Computerworld

Seagate ships 15,000-rpm perpendicular drive

Perpendicular technology will be moving to enterprise storage later this year with the release of a 15,000-rpm Cheetah drive from Seagate Technology.

Seagate announced the new drive, which uses perpendicular technology, Tuesday.

The Cheetah 15K.5 is being shipped to OEM customers now and will be launched to the distribution channel later this quarter. Although drives using the technology have been out for a while, this is the first one to spin at 15,000 rpm -- making it suitable for enterprise-class storage systems.

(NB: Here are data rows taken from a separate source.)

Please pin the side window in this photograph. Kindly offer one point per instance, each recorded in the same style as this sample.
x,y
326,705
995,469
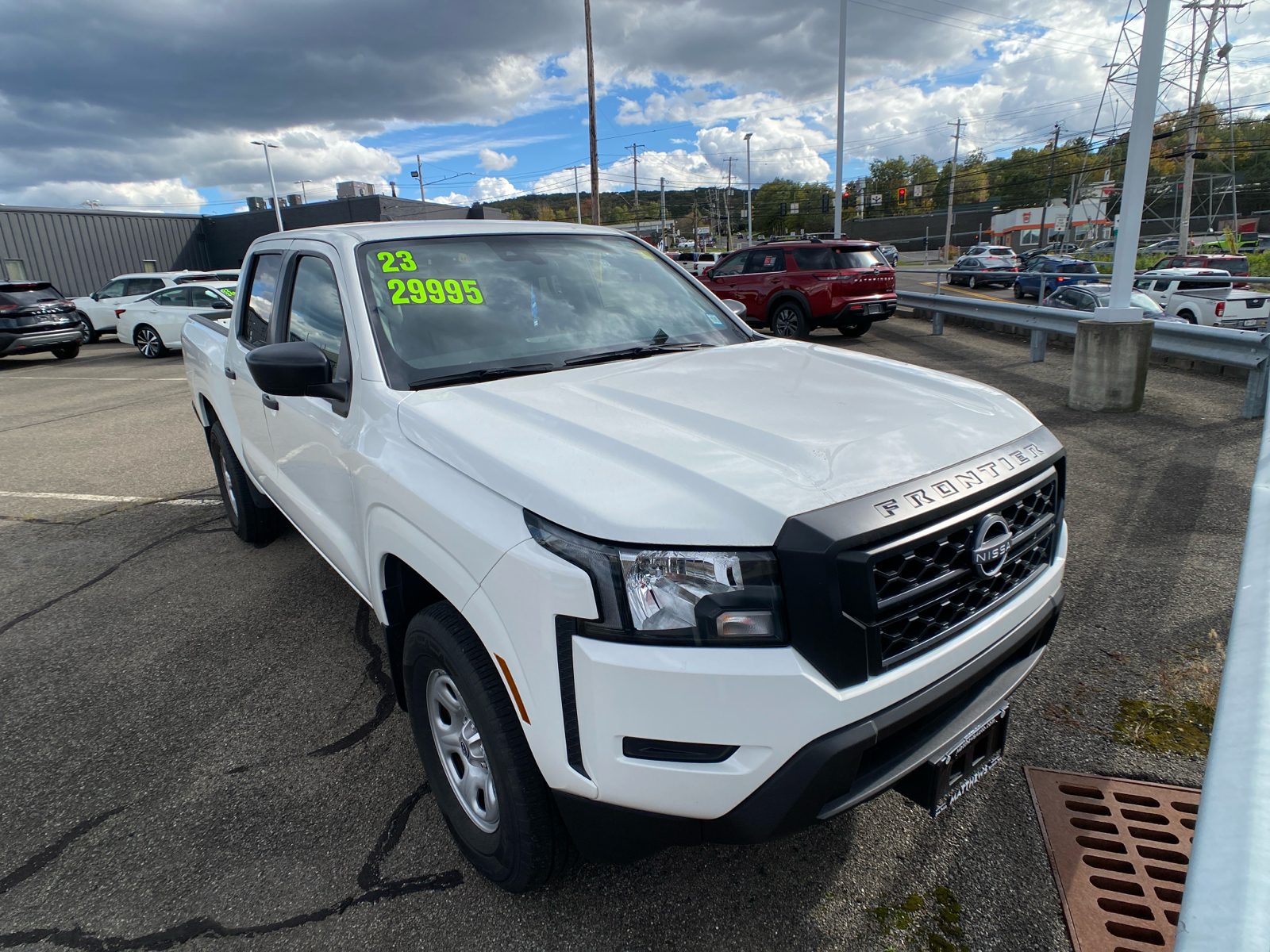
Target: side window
x,y
203,298
730,266
315,313
258,311
177,298
765,260
143,286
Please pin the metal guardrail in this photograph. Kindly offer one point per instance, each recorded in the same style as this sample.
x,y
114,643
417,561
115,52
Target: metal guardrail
x,y
1249,349
1226,904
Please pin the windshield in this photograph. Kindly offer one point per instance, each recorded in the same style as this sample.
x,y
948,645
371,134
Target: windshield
x,y
444,306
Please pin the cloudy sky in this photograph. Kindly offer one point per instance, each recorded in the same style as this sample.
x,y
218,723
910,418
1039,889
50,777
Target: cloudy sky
x,y
154,106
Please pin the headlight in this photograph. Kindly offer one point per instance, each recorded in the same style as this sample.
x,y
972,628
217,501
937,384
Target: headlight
x,y
673,597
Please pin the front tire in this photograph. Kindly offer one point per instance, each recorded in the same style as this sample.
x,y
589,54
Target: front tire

"The 30 percent increase in sustained transfer rates is the biggest boost in performance since the 15K rpms came out several years ago," said Kenneth J. Kucera, senior vice president and CIO of the First National Bank of Omaha. Kucera said he hopes the technology will be key to improving two hard disk drive components: performance and capacity.

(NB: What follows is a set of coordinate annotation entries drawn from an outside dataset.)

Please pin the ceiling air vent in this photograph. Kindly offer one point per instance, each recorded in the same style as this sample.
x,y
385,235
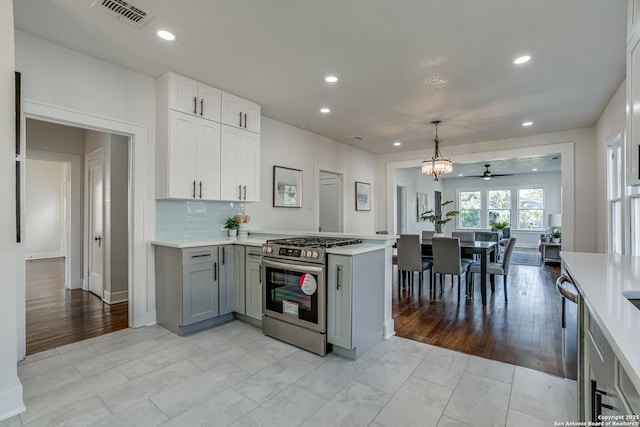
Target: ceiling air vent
x,y
125,11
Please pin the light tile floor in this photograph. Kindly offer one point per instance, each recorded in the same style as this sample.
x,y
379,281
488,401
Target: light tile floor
x,y
234,375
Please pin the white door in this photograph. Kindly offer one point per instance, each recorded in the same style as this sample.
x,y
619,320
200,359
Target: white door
x,y
95,242
330,203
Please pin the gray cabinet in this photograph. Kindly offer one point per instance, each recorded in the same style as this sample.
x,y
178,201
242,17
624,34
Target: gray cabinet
x,y
355,302
226,279
239,281
253,289
188,295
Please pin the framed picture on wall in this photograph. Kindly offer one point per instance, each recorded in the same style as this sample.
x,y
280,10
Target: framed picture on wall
x,y
287,187
363,196
422,201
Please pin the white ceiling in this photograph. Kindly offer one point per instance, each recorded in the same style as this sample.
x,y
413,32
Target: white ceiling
x,y
401,64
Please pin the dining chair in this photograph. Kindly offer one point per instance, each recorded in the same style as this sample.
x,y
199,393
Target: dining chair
x,y
447,260
489,236
465,237
410,260
495,268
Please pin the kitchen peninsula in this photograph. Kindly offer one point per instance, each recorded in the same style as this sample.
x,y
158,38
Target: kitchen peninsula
x,y
608,327
200,284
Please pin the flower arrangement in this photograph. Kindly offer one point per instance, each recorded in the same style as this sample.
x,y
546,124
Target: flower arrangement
x,y
438,219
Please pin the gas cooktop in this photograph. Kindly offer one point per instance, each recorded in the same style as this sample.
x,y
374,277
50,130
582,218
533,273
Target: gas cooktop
x,y
314,242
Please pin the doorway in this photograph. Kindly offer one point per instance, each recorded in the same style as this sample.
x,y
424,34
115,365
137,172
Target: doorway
x,y
72,285
330,202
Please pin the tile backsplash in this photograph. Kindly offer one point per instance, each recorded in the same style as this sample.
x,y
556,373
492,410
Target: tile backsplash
x,y
193,219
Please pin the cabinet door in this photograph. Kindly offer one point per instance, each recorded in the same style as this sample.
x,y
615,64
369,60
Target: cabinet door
x,y
339,291
250,167
239,283
250,116
230,172
253,284
231,110
209,102
208,160
226,281
183,94
182,155
199,292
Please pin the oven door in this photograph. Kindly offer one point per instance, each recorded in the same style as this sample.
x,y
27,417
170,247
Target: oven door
x,y
294,293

How does perpendicular technology work? It involves standing the magnetic fields representing data bits upright. Most current drives use longitudinal recording, in which magnetic fields lay flat on the disk surface. Standing them upright means they take up less space, enabling more to be packed on the disk and storage capacity to be increased.

The Cheetah 15K.5 will replace the company's flagship 15K.4 and can transfer data at 125MB/sec. It is available in 3Gbit/sec. Serial Attached SCSI, Ultra320 SCSI and 4Gbit/sec. Fibre Channel interfaces, and offers capacities of 73GB, 147GB and 300GB.